# A motor takes a large current at starting because

### Right Answer is:

Back e.m.f. is low

#### SOLUTION

The Voltage equation of DC Motor is given by

**V = E _{b} + I_{a}R_{a}**

Where,

**V** is the supply voltage,

**I _{a}** is the armature current,

**R _{a}** is the armature resistance.

And the back emf is given by **E _{b}**.

Now the back emf, in case of a DC motor, is very similar to the generated emf of a DC generator as it’s produced by the rotational motion of the current carrying armature conductor in presence of the field. This back emf of DC motor is given by

${E_b} = \dfrac{{P\Phi ZN}}{{60A}}$

Where

**P** – Number of poles of the machine

**ϕ** – Flux per pole in Weber.

**Z** – Total number of armature conductors.

**N** – Speed of armature in revolution per minute (r.p.m).

**A** – Number of parallel paths in the armature winding.
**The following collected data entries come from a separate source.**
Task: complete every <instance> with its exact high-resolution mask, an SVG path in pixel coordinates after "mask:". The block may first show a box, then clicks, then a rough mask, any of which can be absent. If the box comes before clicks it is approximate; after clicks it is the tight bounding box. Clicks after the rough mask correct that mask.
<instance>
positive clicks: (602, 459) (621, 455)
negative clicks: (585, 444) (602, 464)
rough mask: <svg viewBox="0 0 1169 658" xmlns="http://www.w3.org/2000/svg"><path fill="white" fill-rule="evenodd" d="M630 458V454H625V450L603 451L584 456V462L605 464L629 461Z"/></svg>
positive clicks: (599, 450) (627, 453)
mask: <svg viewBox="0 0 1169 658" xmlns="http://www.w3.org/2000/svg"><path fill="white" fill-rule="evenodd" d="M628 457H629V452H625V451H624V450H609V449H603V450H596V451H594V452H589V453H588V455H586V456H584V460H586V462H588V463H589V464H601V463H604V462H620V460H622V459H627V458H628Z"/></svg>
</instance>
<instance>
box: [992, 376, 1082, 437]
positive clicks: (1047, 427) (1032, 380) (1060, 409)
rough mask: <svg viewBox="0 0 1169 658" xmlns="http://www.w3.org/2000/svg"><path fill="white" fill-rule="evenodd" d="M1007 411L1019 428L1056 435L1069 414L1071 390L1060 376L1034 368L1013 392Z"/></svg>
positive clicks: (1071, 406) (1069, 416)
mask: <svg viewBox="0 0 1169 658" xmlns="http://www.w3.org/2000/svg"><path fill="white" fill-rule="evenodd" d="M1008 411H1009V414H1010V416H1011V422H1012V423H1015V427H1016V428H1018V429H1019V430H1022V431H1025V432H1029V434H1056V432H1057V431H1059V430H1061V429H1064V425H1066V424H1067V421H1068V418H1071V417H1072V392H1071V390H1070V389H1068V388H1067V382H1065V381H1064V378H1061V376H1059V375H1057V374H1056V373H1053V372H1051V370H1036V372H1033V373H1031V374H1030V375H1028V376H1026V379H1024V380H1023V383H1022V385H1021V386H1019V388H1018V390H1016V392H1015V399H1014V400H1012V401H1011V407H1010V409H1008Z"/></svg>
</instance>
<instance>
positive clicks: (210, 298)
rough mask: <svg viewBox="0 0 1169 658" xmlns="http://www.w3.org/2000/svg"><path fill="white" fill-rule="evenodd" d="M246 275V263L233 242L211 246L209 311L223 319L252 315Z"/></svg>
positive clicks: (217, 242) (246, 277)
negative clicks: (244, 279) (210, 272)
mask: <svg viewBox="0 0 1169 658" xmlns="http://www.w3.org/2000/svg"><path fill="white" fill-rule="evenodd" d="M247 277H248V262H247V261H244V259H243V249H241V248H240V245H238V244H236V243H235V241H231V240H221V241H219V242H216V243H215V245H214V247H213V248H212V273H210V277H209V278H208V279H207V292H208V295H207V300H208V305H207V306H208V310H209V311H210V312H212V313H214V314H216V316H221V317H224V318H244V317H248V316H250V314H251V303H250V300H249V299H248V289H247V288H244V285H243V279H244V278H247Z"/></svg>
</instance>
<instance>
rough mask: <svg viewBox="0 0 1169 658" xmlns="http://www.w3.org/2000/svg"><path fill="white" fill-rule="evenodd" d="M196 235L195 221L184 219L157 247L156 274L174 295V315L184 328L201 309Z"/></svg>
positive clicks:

From this equation, we can see that **Eb is directly proportional to the speed** N of the motor. Now since at starting N = 0, E_{b} is also zero, and under this condition, the voltage equation is modified to

**V = 0 + I _{a}R_{a}**

**I _{a} = V/R_{a}**

For all practical practices to obtain optimum operation of the motor the **armature resistance** is kept very small usually in the order of **0.5 Ω − 0.10Ω **and the bare minimum supply voltage being **240 volts**.

Even under this circumstance the starting current, Ia is as high as 240/0.5 amp = **480 amp**.

Such high starting current of DC motor creates two major problems.

- Firstly, the current of the order of 400 A has the potential of
**damaging the internal circuit**of the armature winding of DC motor at the very onset. - Very high electromagnetic
**starting torque of DC motor**is produced by virtue of the high starting current, which has the potential of producing the high centrifugal force capable of flying off the rotor winding from the slots.